Sara, Book 1: Sara Learns the Secret about the Law of Attraction - Esther and Jerry Hicks
“Wow! Sara pondered. That’s amazing. I can actually see that the way I feel has only to do with what I’m giving my attention to. The conditions didn’t change, but my attention did!” – From the book

In essence, the whole craze about the Law of Attraction or “the secret” started with a group of evolved entities known as Abraham. Channeled by Esther Hicks, these astute teachers, along with Esther and her husband Jerry, have imparted hundreds of messages to humanity via live workshops, audio, books and inspirational decks.

Each of these media has their own strengths, but perhaps the most engaging and accessible source for the crux of the Law of Attraction is the fictional Sara Series. In Sara, Book 1: Sara Learns the Law of Attraction, a wise owl named Solomon appears to a girl named Sara, becoming her confidante and mentor.

In Sara, Book 1, young Sara faces many challenges at home, school and within her community—experiencing boredom, frustration, confusion and anger. One day, her brother and his friend tell Sara about an owl they encountered on Thacker’s Trail who they name Solomon.

Sara decides to look for Solomon among the snow-covered pastures—but finds that the once familiar trails and landmarks look quite different covered in snow. When she tries to cross a frozen river, the ice crackles under her weight. She hears a voice saying, “Have you forgotten that you cannot drown?”—and so begins Sara’s journey with the large bird.

Solomon counsels Sara that there is a stream of well-being available to everyone—but the trick to receiving its benefits is allowing her “valve” to stay open. Sara, Book 1 answers important questions often asked by those curious about the Law of Attraction, as well as those frustrated and disappointed about the results of trying to apply this metaphysical principle.

For example, why does focusing on someone’s “unhappiness” or “hardships” close the valve? How does one respond in the face of challenges or unmet expectations? Most importantly, how does one disconnect from the “chain of pain” and instead hook up to the stream of well-being?
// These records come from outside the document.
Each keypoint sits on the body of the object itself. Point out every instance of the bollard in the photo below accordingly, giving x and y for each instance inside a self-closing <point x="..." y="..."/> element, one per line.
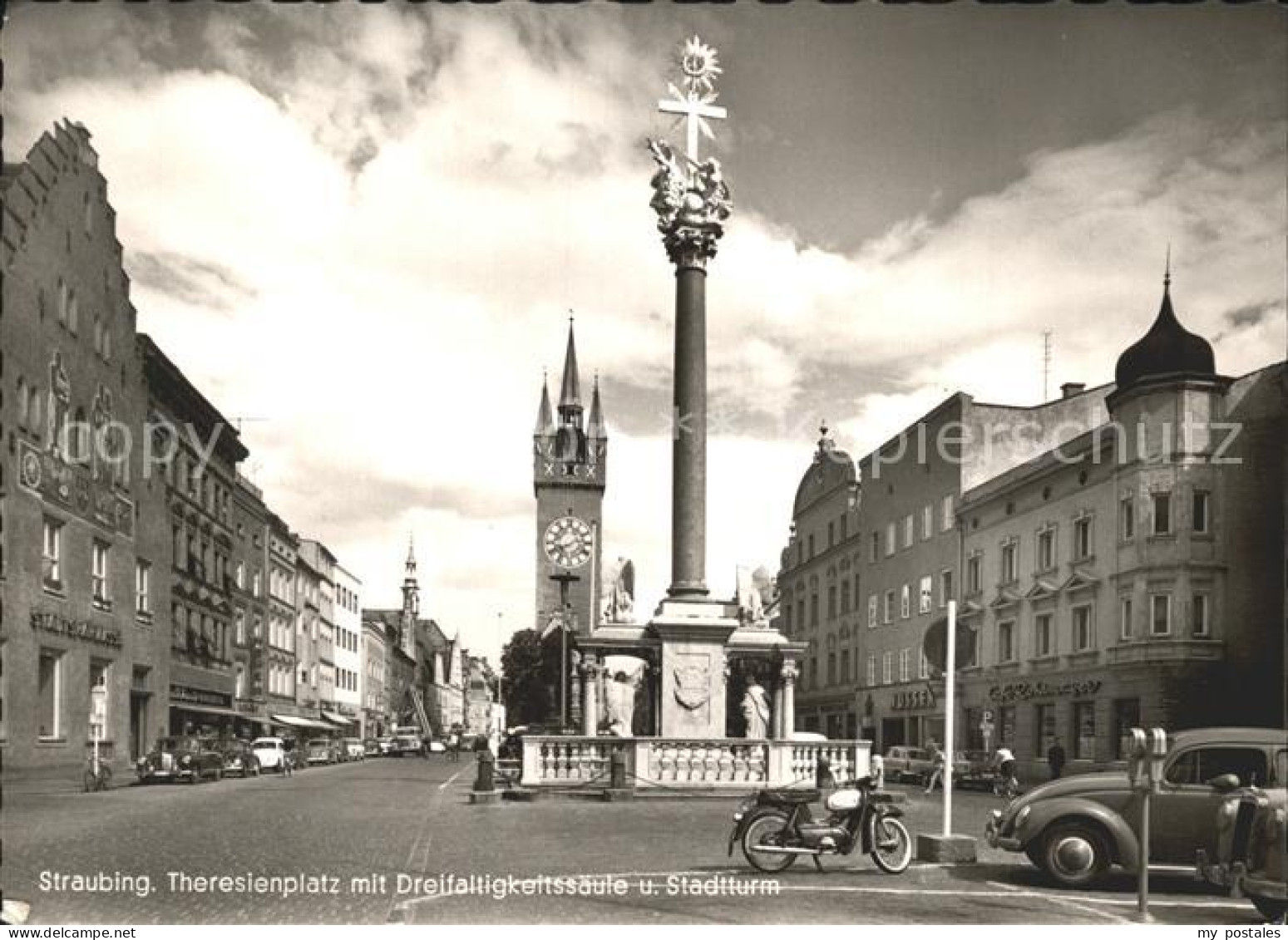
<point x="617" y="769"/>
<point x="483" y="782"/>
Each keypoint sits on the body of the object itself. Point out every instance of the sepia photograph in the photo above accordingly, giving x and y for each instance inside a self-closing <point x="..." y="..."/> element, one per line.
<point x="625" y="462"/>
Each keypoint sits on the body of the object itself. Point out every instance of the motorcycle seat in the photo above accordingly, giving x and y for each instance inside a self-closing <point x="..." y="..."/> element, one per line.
<point x="790" y="796"/>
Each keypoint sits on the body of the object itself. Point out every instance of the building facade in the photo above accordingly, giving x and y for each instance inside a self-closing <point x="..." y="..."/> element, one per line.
<point x="1133" y="577"/>
<point x="570" y="475"/>
<point x="84" y="544"/>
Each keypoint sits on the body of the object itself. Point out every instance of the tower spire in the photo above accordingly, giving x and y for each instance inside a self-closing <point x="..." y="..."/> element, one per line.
<point x="570" y="396"/>
<point x="545" y="416"/>
<point x="595" y="426"/>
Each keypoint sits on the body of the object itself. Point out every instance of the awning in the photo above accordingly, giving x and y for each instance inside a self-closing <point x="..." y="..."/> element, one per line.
<point x="293" y="721"/>
<point x="206" y="710"/>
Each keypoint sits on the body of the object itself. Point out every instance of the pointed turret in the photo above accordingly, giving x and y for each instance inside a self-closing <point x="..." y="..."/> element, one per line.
<point x="545" y="416"/>
<point x="570" y="396"/>
<point x="595" y="426"/>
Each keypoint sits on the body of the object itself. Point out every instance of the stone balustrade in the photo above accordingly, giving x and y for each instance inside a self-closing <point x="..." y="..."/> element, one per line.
<point x="734" y="764"/>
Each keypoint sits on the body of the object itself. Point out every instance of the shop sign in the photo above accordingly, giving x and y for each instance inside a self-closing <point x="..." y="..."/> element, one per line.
<point x="1023" y="691"/>
<point x="185" y="693"/>
<point x="916" y="698"/>
<point x="75" y="490"/>
<point x="76" y="630"/>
On a personal note, I found this book to be incredibly insightful and timely. I happened to be reading it in my backyard, which is unremarkable in itself—except that my husband and I have been dealing with some peripheral difficulties involving new neighbors.
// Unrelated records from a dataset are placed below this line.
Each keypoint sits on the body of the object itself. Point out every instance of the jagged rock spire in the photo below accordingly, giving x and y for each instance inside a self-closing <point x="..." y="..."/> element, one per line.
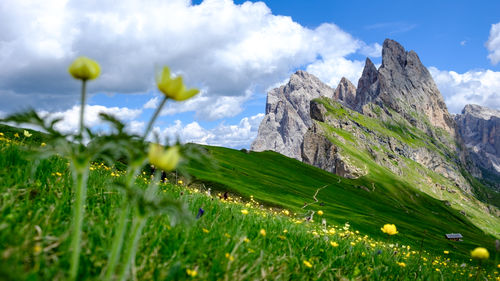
<point x="345" y="92"/>
<point x="404" y="84"/>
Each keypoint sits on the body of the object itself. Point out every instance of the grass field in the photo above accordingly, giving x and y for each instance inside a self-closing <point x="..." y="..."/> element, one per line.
<point x="261" y="235"/>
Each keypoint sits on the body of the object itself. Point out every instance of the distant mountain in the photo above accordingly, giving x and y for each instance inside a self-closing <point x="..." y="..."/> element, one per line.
<point x="479" y="128"/>
<point x="394" y="121"/>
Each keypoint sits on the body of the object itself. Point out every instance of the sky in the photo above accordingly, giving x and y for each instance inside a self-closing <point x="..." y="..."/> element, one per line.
<point x="234" y="52"/>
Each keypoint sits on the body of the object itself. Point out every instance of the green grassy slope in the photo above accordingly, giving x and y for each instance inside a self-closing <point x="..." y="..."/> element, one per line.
<point x="278" y="180"/>
<point x="233" y="240"/>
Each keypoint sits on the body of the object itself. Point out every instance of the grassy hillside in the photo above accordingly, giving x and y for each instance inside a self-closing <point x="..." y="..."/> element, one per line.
<point x="235" y="239"/>
<point x="278" y="180"/>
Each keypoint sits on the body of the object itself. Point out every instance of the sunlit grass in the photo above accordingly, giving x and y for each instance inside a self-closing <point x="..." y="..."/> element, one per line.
<point x="234" y="239"/>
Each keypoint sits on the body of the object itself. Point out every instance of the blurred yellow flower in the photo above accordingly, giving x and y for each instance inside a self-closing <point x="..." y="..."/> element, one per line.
<point x="173" y="88"/>
<point x="390" y="229"/>
<point x="191" y="273"/>
<point x="164" y="159"/>
<point x="84" y="68"/>
<point x="480" y="253"/>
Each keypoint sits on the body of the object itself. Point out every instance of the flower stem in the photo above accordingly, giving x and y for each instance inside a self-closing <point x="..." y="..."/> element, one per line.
<point x="117" y="241"/>
<point x="82" y="106"/>
<point x="155" y="115"/>
<point x="122" y="225"/>
<point x="80" y="176"/>
<point x="131" y="246"/>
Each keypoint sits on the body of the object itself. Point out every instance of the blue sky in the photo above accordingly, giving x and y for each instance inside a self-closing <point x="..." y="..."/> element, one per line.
<point x="234" y="52"/>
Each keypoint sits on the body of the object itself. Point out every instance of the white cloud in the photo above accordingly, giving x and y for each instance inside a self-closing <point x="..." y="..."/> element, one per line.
<point x="70" y="118"/>
<point x="332" y="70"/>
<point x="493" y="44"/>
<point x="209" y="107"/>
<point x="472" y="87"/>
<point x="152" y="103"/>
<point x="233" y="136"/>
<point x="223" y="48"/>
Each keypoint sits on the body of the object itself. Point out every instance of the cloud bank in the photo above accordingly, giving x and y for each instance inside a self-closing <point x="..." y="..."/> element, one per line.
<point x="227" y="50"/>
I began to read Chapter 20, which was incredibly appropriate. In this chapter, Sara sees old Aunt Zoie. She wants to help her—shower her with the stream of joy. But for some reason, it wasn’t working for Sara, despite her best efforts.
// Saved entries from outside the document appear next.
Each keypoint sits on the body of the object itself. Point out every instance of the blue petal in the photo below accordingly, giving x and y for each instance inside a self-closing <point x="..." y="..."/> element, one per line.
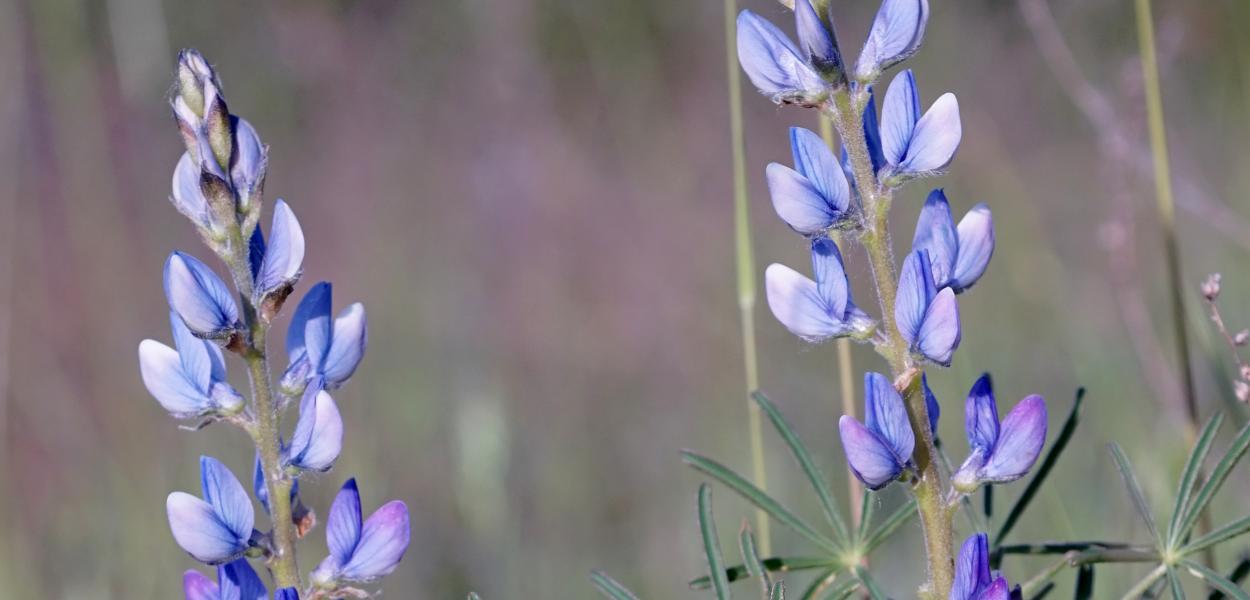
<point x="1020" y="440"/>
<point x="383" y="541"/>
<point x="885" y="415"/>
<point x="896" y="34"/>
<point x="869" y="456"/>
<point x="815" y="161"/>
<point x="228" y="496"/>
<point x="935" y="138"/>
<point x="284" y="258"/>
<point x="798" y="304"/>
<point x="343" y="525"/>
<point x="981" y="415"/>
<point x="915" y="293"/>
<point x="350" y="339"/>
<point x="975" y="246"/>
<point x="935" y="234"/>
<point x="239" y="581"/>
<point x="939" y="333"/>
<point x="199" y="296"/>
<point x="198" y="530"/>
<point x="899" y="115"/>
<point x="798" y="201"/>
<point x="196" y="586"/>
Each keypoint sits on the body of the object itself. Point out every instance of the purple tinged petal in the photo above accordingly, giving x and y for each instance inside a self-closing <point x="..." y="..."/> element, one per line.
<point x="935" y="139"/>
<point x="896" y="34"/>
<point x="196" y="586"/>
<point x="900" y="110"/>
<point x="284" y="256"/>
<point x="886" y="416"/>
<point x="981" y="415"/>
<point x="935" y="234"/>
<point x="199" y="296"/>
<point x="199" y="531"/>
<point x="939" y="333"/>
<point x="383" y="541"/>
<point x="868" y="455"/>
<point x="344" y="523"/>
<point x="975" y="246"/>
<point x="1020" y="440"/>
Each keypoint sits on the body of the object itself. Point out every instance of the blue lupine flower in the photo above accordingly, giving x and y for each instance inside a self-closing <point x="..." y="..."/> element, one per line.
<point x="318" y="436"/>
<point x="1005" y="451"/>
<point x="283" y="256"/>
<point x="189" y="381"/>
<point x="318" y="346"/>
<point x="775" y="65"/>
<point x="879" y="449"/>
<point x="973" y="576"/>
<point x="361" y="553"/>
<point x="926" y="318"/>
<point x="896" y="34"/>
<point x="958" y="256"/>
<point x="814" y="195"/>
<point x="916" y="145"/>
<point x="816" y="310"/>
<point x="200" y="298"/>
<point x="218" y="528"/>
<point x="236" y="580"/>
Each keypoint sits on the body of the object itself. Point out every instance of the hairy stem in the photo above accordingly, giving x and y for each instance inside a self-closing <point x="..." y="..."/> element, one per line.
<point x="846" y="113"/>
<point x="745" y="260"/>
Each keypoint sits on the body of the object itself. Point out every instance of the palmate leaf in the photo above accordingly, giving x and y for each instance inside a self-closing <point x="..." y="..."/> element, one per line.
<point x="1130" y="481"/>
<point x="756" y="496"/>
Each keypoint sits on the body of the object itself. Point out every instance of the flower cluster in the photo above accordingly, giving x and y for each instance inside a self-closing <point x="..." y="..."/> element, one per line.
<point x="218" y="184"/>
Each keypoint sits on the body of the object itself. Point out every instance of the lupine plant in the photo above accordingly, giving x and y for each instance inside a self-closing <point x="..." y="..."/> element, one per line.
<point x="841" y="193"/>
<point x="219" y="184"/>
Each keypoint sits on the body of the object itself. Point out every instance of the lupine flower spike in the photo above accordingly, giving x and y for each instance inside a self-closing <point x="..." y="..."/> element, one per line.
<point x="814" y="195"/>
<point x="361" y="551"/>
<point x="915" y="145"/>
<point x="880" y="448"/>
<point x="236" y="580"/>
<point x="319" y="346"/>
<point x="189" y="381"/>
<point x="1005" y="451"/>
<point x="926" y="318"/>
<point x="218" y="528"/>
<point x="818" y="309"/>
<point x="973" y="576"/>
<point x="958" y="255"/>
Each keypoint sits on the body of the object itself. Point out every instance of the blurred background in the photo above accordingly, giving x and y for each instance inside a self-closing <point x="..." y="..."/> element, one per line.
<point x="533" y="200"/>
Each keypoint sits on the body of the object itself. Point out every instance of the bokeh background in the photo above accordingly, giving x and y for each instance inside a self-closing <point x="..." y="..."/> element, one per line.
<point x="533" y="200"/>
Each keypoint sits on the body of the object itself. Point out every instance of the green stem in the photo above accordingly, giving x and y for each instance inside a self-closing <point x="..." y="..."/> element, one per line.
<point x="745" y="260"/>
<point x="935" y="519"/>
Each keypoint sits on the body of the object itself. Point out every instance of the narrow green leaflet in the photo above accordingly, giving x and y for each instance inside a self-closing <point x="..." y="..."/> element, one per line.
<point x="711" y="544"/>
<point x="806" y="464"/>
<point x="1056" y="449"/>
<point x="609" y="588"/>
<point x="1130" y="481"/>
<point x="756" y="496"/>
<point x="1189" y="475"/>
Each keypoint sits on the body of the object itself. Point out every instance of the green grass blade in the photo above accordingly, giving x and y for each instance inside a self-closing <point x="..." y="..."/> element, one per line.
<point x="1218" y="536"/>
<point x="776" y="564"/>
<point x="1130" y="481"/>
<point x="711" y="544"/>
<point x="809" y="468"/>
<point x="610" y="588"/>
<point x="1213" y="484"/>
<point x="1215" y="580"/>
<point x="901" y="515"/>
<point x="1189" y="475"/>
<point x="1056" y="449"/>
<point x="756" y="496"/>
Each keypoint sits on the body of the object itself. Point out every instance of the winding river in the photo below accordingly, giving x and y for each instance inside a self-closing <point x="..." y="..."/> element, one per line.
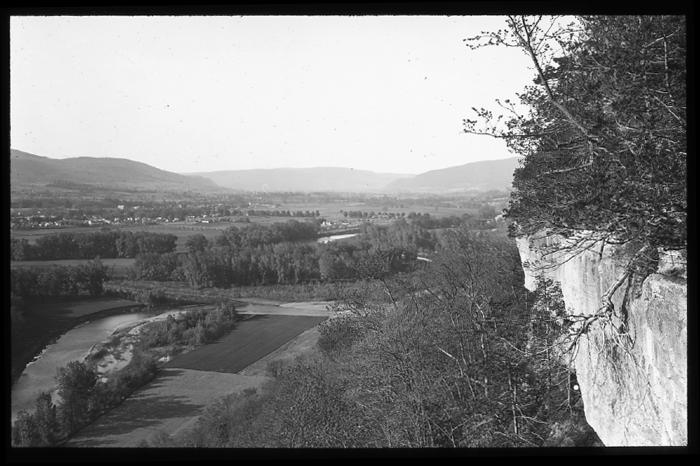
<point x="39" y="375"/>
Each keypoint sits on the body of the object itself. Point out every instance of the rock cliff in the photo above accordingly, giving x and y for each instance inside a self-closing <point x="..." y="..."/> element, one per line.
<point x="633" y="373"/>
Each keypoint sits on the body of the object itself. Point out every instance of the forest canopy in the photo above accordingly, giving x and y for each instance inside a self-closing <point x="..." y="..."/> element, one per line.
<point x="604" y="134"/>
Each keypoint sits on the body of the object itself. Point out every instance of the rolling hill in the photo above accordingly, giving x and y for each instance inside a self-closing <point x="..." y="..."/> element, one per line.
<point x="333" y="179"/>
<point x="475" y="176"/>
<point x="29" y="171"/>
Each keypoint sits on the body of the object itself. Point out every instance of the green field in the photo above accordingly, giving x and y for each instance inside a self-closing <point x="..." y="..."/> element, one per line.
<point x="48" y="319"/>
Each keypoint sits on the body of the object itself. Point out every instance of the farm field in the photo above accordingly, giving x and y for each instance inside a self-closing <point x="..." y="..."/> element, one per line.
<point x="175" y="398"/>
<point x="252" y="339"/>
<point x="182" y="230"/>
<point x="117" y="268"/>
<point x="49" y="319"/>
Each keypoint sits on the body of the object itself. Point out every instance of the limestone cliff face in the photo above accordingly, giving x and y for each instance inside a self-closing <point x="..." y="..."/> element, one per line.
<point x="634" y="389"/>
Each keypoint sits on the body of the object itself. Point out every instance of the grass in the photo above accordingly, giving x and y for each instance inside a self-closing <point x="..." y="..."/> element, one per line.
<point x="48" y="319"/>
<point x="251" y="340"/>
<point x="117" y="268"/>
<point x="175" y="397"/>
<point x="284" y="293"/>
Solomon explains to Sara that she cannot enter that “feeling place” while still in the “chain of pain”. That is, Sara could not offer Aunt Zoie good feelings when Sara was feeling sorry for her Aunt—pitying her because she is “old”, “crippled” and “alone”. Solomon teaches Sara that everyone in the world wants different things—and we cannot truly know if someone is happy, or what is best for them.

But what we can do, he encourages, is stay hooked up to the faucet of well-being—which not only draws “birds of a feather” to us, but also widens our access to the constant flow that is always there…enabling to give more to others and ourselves.

I decided to look for things to appreciate—including my surroundings and my neighbors (who, in my mind, weren’t half as bad as the previous ones!). The more I did this silently as I read, the better I felt. Eventually, one of the neighbors ventured into his back yard and I looked up, feeling such warmth and joy. I gave him a big smile and a cheerful wave and, although he ignored me as usual, I was still able to see him—and my living situation—with gratitude.

Things got better and better for us that day…and I am so very grateful for the transformative reminders found in this delightful book. I especially love how Solomon often concludes his visit with Sara with “have fun with this”. It doesn’t have to be arduous!

Sara, Book 1 demonstrates higher perspectives on various situations—and how what we behold and appreciate can not only transform how we feel, but also reality itself.

If you’re looking to learn more about the Law of Attraction (especially from a down-to-Earth, nuts-and-bolts perspective), this is a fantastic book. If you already know some (or all) of the principles…but seem to have a hard time “getting” some of the nuances, especially in terms of observing and unhooking from the “chain of pain”, then you’ll find important reminders and immediately-useful approaches to joining the ever-flowing stream of well-being.